The suggestions were made by two unnamed OPEC delegates who were responding to a report by Russia's TASS news agency that Russia and Saudi Arabia had started discussions over possible curbs in 2019, in order to avoid a supply glut that could send prices plummeting.

Specifically, when asked if OPEC could resume its cutbacks, one of the sources replied, "Certainly not the other way around."

This time, the crude analytical community is taking OPEC more seriously than earlier this year when it was convinced the market was heading toward a calamitous tightening due to the U.S. sanctions against Iran: Bob McNally, president of Rapidan Energy Advisors LLC, said, "The message from OPEC looks like: fasten the seat belts," and that the cartel seems ready to "put pedal to the metal to boost production, and then immediately slams the brakes pretty hard and talks about cutting supply."

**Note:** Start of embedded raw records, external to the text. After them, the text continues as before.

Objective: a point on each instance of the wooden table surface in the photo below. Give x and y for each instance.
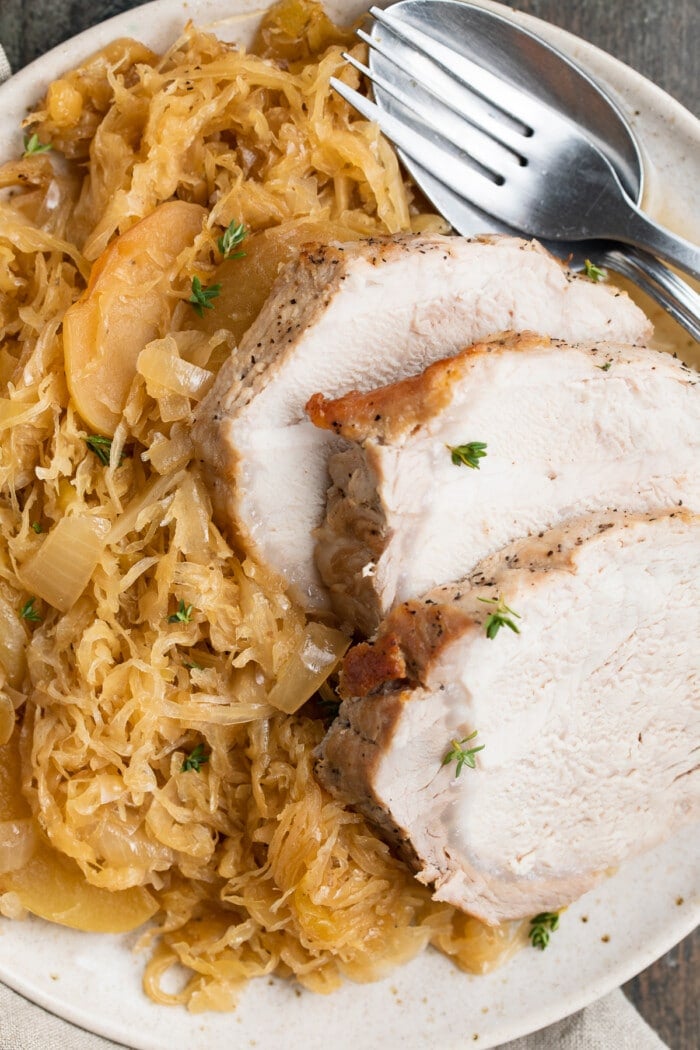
(660, 38)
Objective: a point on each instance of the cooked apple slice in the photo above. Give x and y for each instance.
(125, 305)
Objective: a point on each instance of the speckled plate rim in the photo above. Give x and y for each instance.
(606, 938)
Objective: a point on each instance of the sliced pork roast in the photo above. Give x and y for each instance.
(355, 316)
(589, 718)
(505, 439)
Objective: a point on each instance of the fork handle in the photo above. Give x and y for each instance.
(681, 301)
(632, 227)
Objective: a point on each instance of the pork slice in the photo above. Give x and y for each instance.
(569, 429)
(589, 717)
(354, 316)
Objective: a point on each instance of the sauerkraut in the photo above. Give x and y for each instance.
(155, 744)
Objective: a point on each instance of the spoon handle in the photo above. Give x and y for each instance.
(631, 226)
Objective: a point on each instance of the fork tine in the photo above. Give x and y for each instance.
(481, 147)
(457, 172)
(503, 96)
(447, 90)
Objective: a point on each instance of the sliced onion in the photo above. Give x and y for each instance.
(18, 841)
(6, 718)
(321, 650)
(165, 372)
(61, 569)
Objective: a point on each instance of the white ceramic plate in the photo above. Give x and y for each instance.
(605, 939)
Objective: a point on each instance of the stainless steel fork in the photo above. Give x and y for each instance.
(481, 140)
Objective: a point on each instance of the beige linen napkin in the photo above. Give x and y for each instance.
(610, 1024)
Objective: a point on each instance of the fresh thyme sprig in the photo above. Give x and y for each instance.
(468, 455)
(101, 446)
(33, 145)
(500, 617)
(195, 759)
(202, 297)
(542, 926)
(463, 756)
(184, 614)
(594, 272)
(234, 234)
(28, 612)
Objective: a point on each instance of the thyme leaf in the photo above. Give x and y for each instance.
(594, 272)
(195, 759)
(184, 614)
(500, 617)
(28, 612)
(542, 926)
(102, 447)
(33, 145)
(468, 455)
(234, 234)
(202, 297)
(463, 756)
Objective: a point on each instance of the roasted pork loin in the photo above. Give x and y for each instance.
(589, 717)
(355, 316)
(567, 429)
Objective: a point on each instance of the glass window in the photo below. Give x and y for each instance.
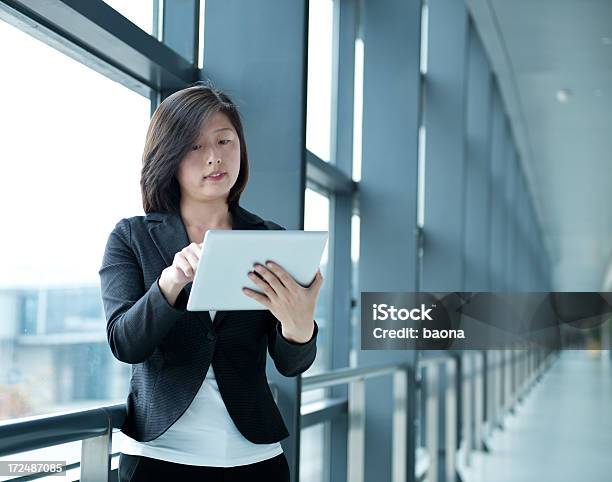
(138, 12)
(316, 218)
(357, 109)
(355, 293)
(320, 78)
(72, 147)
(312, 453)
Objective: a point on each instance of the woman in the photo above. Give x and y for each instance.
(199, 405)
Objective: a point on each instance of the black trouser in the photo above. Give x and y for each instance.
(135, 468)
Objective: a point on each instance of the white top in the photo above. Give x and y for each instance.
(204, 435)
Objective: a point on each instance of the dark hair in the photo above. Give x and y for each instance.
(175, 126)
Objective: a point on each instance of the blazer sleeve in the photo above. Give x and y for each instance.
(290, 358)
(137, 319)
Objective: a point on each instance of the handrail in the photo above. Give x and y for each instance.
(346, 375)
(94, 426)
(41, 431)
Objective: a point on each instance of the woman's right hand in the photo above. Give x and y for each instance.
(182, 271)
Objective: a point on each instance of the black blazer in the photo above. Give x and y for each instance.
(170, 349)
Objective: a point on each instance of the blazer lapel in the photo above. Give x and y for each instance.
(170, 236)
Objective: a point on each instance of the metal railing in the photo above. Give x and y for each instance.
(463, 398)
(355, 378)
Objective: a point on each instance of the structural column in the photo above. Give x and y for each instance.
(477, 168)
(443, 255)
(260, 62)
(388, 187)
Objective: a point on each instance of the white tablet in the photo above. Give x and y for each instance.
(228, 255)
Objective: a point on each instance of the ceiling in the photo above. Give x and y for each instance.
(536, 48)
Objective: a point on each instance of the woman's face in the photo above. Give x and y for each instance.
(217, 149)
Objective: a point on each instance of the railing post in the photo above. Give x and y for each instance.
(432, 421)
(404, 446)
(356, 431)
(95, 457)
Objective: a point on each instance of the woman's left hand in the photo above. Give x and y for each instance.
(291, 303)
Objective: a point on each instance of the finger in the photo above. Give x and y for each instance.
(264, 300)
(191, 257)
(181, 262)
(195, 248)
(263, 284)
(285, 278)
(317, 281)
(278, 287)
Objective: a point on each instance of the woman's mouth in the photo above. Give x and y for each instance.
(216, 177)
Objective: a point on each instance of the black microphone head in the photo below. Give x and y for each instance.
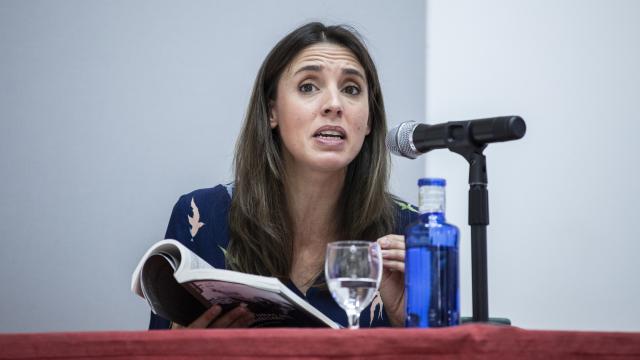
(400, 140)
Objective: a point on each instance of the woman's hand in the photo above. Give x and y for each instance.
(392, 284)
(238, 317)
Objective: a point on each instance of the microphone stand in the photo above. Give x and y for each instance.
(478, 220)
(469, 139)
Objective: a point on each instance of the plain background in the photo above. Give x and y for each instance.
(110, 110)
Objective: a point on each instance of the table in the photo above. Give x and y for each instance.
(466, 341)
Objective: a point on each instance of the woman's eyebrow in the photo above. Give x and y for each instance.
(318, 68)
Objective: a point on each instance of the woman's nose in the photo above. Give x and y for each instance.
(333, 105)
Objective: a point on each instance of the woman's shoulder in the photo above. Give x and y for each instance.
(216, 193)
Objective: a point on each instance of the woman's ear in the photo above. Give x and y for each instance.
(273, 114)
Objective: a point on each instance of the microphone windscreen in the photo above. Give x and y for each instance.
(400, 140)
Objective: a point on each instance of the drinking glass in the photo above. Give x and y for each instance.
(353, 270)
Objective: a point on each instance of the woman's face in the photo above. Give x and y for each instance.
(322, 109)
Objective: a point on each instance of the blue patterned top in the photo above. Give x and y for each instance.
(200, 222)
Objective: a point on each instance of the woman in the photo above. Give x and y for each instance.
(311, 167)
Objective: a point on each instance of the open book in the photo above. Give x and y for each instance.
(180, 286)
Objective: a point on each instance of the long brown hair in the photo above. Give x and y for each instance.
(261, 230)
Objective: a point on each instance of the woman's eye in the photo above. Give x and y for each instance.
(307, 87)
(352, 90)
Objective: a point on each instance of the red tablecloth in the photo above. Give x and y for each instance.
(467, 341)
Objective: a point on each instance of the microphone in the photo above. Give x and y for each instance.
(411, 139)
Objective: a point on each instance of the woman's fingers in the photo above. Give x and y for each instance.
(393, 265)
(393, 252)
(205, 319)
(392, 247)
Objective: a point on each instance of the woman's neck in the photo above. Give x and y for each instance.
(312, 198)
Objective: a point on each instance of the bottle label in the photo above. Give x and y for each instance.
(431, 199)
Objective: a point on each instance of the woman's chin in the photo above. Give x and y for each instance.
(330, 164)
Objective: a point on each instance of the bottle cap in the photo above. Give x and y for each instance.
(432, 182)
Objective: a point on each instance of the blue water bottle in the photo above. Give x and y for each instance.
(431, 262)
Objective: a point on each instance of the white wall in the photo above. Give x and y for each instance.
(109, 110)
(564, 238)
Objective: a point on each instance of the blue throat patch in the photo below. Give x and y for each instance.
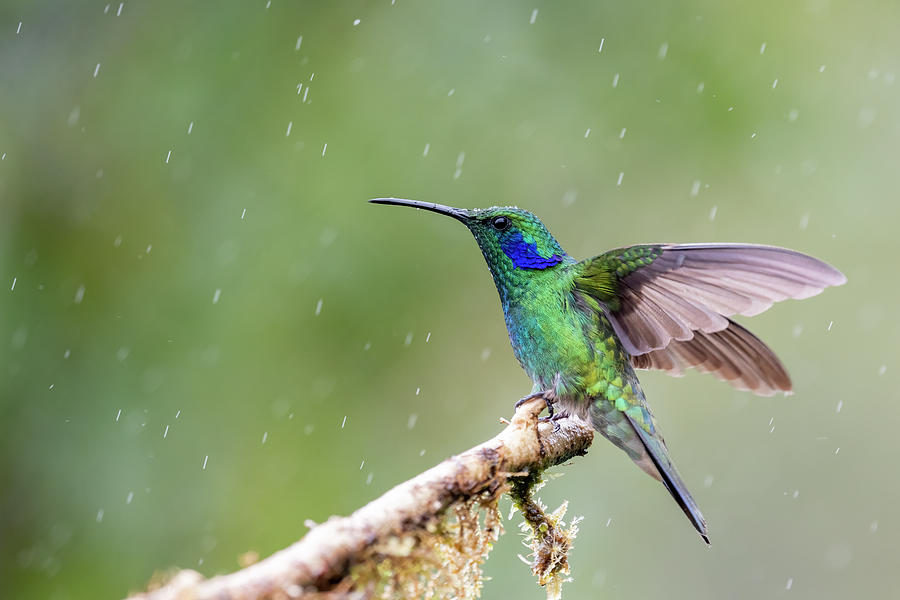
(525, 255)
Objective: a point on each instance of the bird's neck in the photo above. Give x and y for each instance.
(515, 285)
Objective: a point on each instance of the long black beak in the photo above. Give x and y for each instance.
(460, 214)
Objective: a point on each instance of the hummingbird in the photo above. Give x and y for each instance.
(581, 329)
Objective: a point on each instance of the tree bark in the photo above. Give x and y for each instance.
(325, 555)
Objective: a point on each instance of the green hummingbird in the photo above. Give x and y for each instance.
(580, 329)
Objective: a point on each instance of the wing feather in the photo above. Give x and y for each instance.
(670, 304)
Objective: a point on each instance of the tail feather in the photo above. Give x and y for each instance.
(669, 476)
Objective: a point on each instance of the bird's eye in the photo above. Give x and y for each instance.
(500, 223)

Ed Morse, head of commodities at Citigroup Inc., remarked, "They will absolutely want to at some point next year try to arrange a reduction in production.

"Everything points to a fairly weak balance: the world economy is decelerating, the China trade tensions are having a visible impact on demand."

Bloomberg noted that while another reversal in policy from OPEC "would seem to be a far cry from the usual mantra of preserving stability and careful market stewardship...... it does reflect the level of uncertainty in a market experiencing huge shifts in supply and demand."

In this new-found atmosphere of worrying about crude surpluses, it was not surprising that Emmanuel Ibe Kachikwu, oil minister for Nigeria, on Wednesday floated the idea that the U.S. sanctions on Iran won't necessarily translate into a global oil shortage.

He reasoned, "This is not the first time Iran has been through sanctions; it might not be that they have the capacity to be able to continue that production" at maximum capacity, but they also won't drop to 30 percent either.

The minister also cautioned against being "deceived into believing" more oil is needed, because it could result in plummeting prices.

Last month Kachikwu said with regards to the possible outcome of the OPEC meeting in December, "I'd be surprised to see anything dramatic: we're likely to push the can forward [as] $70 is the comfort level, for us and for everybody."